O presidente da Câmara Municipal de São Luís, vereador Paulo Victor (PSB), afirmou nesta quarta-feira (3), em entrevista à rádio Mirante, que a Procuradoria da Casa vai recorrer da decisão do Tribunal de Justiça do Maranhão que suspendeu os efeitos da lei que restringia o acesso de mulheres trans a banheiros femininos em órgãos públicos e instituições privadas da capital.
A decisão foi tomada pelo Órgão Especial do TJMA, em caráter liminar, no julgamento de uma Ação Direta de Inconstitucionalidade apresentada pela Defensoria Pública do Estado do Maranhão.
Segundo Paulo Victor, cabe ao Legislativo defender judicialmente uma norma aprovada pela maioria dos vereadores.
“Vale à Procuradoria da Casa resguardar os direitos e interesses da população, sobretudo o que foi aprovado.

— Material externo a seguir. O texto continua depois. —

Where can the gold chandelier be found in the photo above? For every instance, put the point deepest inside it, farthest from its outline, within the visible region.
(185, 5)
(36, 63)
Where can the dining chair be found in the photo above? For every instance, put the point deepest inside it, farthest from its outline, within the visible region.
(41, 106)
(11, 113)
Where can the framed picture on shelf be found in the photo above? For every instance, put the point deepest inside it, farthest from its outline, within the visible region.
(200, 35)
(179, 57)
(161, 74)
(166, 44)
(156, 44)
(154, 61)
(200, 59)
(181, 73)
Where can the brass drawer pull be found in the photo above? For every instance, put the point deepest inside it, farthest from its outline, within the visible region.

Se foi aprovado, é porque a gente acredita na constitucionalidade. Ainda que de fato seja uma questão muito delicada, muito técnica e que envolve o ser humano, tudo que envolve o ser humano tem que ser muita tranquilidade na decisão”, afirmou.
O presidente da Câmara disse que a Procuradoria deverá atuar para tentar reverter a liminar concedida pelo Tribunal de Justiça.

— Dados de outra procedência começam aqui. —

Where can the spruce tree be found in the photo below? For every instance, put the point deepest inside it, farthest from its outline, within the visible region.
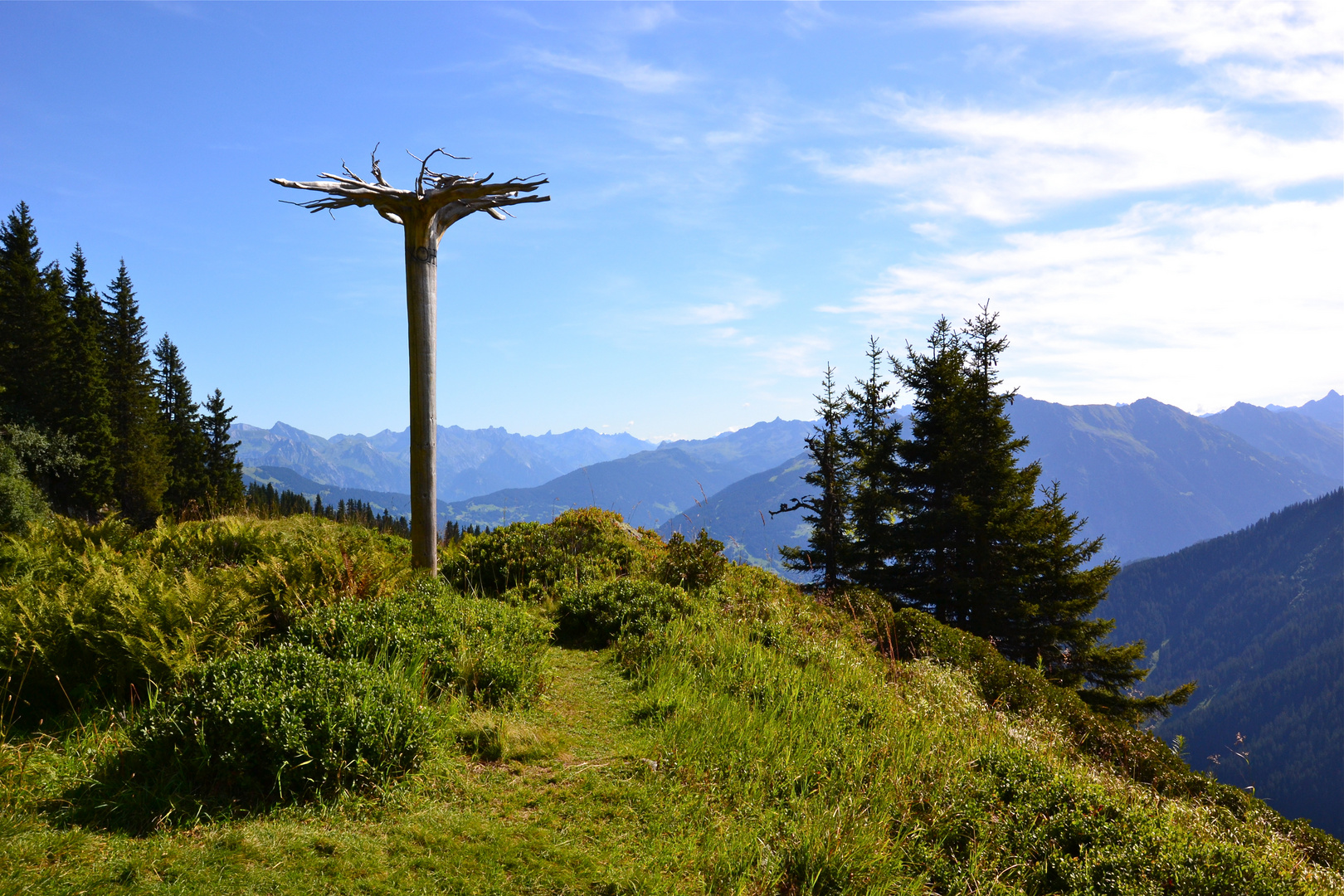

“A Procuradoria da Casa irá recorrer, porque a gente não pode reaver o que já foi aprovado. Foi aprovado pela sua maioria. A maioria dos pares ali aprovaram esta matéria e cabe ao presidente da Câmara que a Procuradoria recorra”, declarou.
Paulo Victor também afirmou que a votação refletiu o entendimento da maioria dos parlamentares da Casa.
“É uma casa legislativa. Não se tem como privar a cabeça de um parlamento que foi colocado ali pelo povo. Então é livre e espontâneo, desde que seja técnico e constitucional, que a gente analise, paute e aprove”, disse.
A lei havia sido promulgada pela Câmara após a derrubada do veto ao projeto de autoria do vereador Marquinhos (União Brasil). A norma foi questionada pela Defensoria Pública, que apontou violação a princípios constitucionais como dignidade da pessoa humana, igualdade e não discriminação.
Com a liminar, a aplicação da lei fica suspensa até o julgamento definitivo da ação pelo Tribunal de Justiça do Maranhão.